The hour was late at Sanada’s castle as Ichiban, puzzled and wondering why he was summoned now, hurried to his master’s chamber. On arrival he pulled the cord that rang the chimes. Before their echo faded Sanada’s voice sounded. “Enter!”

Ichiban opened the door and reluctantly stepped inside. As usual Sanada was frustrated and angry. The giant was frustrated as well, having been reduced to the menial task of guard duty with idle minded underlings. His feet and back ached, and he was tired. The last thing he wanted to deal with was Sanada’s infamous ill temper.

Ichiban bowed deeply. Rising up, he kept his head and eyes down as Sanada spoke.

“Any sign of that mercenary,” wondered Sanada, “or that ninja vixen?”

“No sir.”

“It’s been two days,” Sanada complained. That assassin is rumored to be the best. If she can’t handle the samurai…” His voice trailed off, as if he could not hold the thought.

Ichiban was quiet. There were times when the best thing to say was nothing at all.

“You’re good with your sword,” said Sanada. “Do you think you can handle that samurai?”

“I can handle him,” he said slowly with determination. “I owe it to my friend.”

“Your friend?”

“Hai! That Korean is responsible for the death of my friend Miyamoto. Killing Sung Ji is a personal matter of vengeance.”

“Vengeance is a double-edged sword,” said Sanada. “Your passion for revenge may be your undoing. Don’t let your emotions blind you.”

“Hai!” said Ichiban. “Vengeance is a double-edged sword… and I’m adept with a double-edged sword,” he proudly declared as he placed a hand on the hilt of his weapon.

Sanada was silent a moment, wondering why he could not find intelligent men to serve him. Finally he spoke. “Go,” as if fatigued. “Leave me. Go rest, but keep one eye open and your big ears alert.”

“Hai!” responded Ichiban loudly as he bowed.

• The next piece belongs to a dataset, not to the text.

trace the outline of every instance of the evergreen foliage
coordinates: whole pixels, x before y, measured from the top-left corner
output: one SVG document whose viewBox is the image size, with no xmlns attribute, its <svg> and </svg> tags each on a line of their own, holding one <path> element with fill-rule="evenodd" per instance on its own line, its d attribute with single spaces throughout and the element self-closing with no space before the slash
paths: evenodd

Elsewhere, Ai Mizaki was awakened by a tapping sound at her door. She thought it was a dream, until it sounded again… “Who’s there?” she called out while rubbing the sleep from her eyes.

“Kasumi…” a voice timidly declared.

“Kasumi chan?”

“Are you asleep?” Kasumi asked.

“Half asleep,” Ai replied as she walked toward the door. When she slid it open she discovered the little girl walking away.

“What is it, Tenshi?”

“I can’t sleep,” she said as she turned to face Ai. “The old nursemaid snores so loud…”

“Then you can sleep with me,” Ai offered. ‘I don’t think I snore…at least not as loud as our old nursemaid.”

“But I want to talk…” the girl said sheepishly, “and you’re half asleep.”

“Well,” replied Ai, “I can listen to you half awake.”

Kasumi smiled, then ran to Ai’s arms. “I miss my parents,” she said as tears began, “and I miss oji-san.”

Ai understood her pain; “I miss my mother and grandparents too,” she said.

As they shared Ai’s palette, she told Kasumi stories of her own childhood until the young girl drifted off to sleep. Exhausted herself, she smiled as she looked at Kasumi resting peacefully. “Oyasuminasai Tenshi (Goodnight angel),” she said, just before she laid her head down and closed her eyes.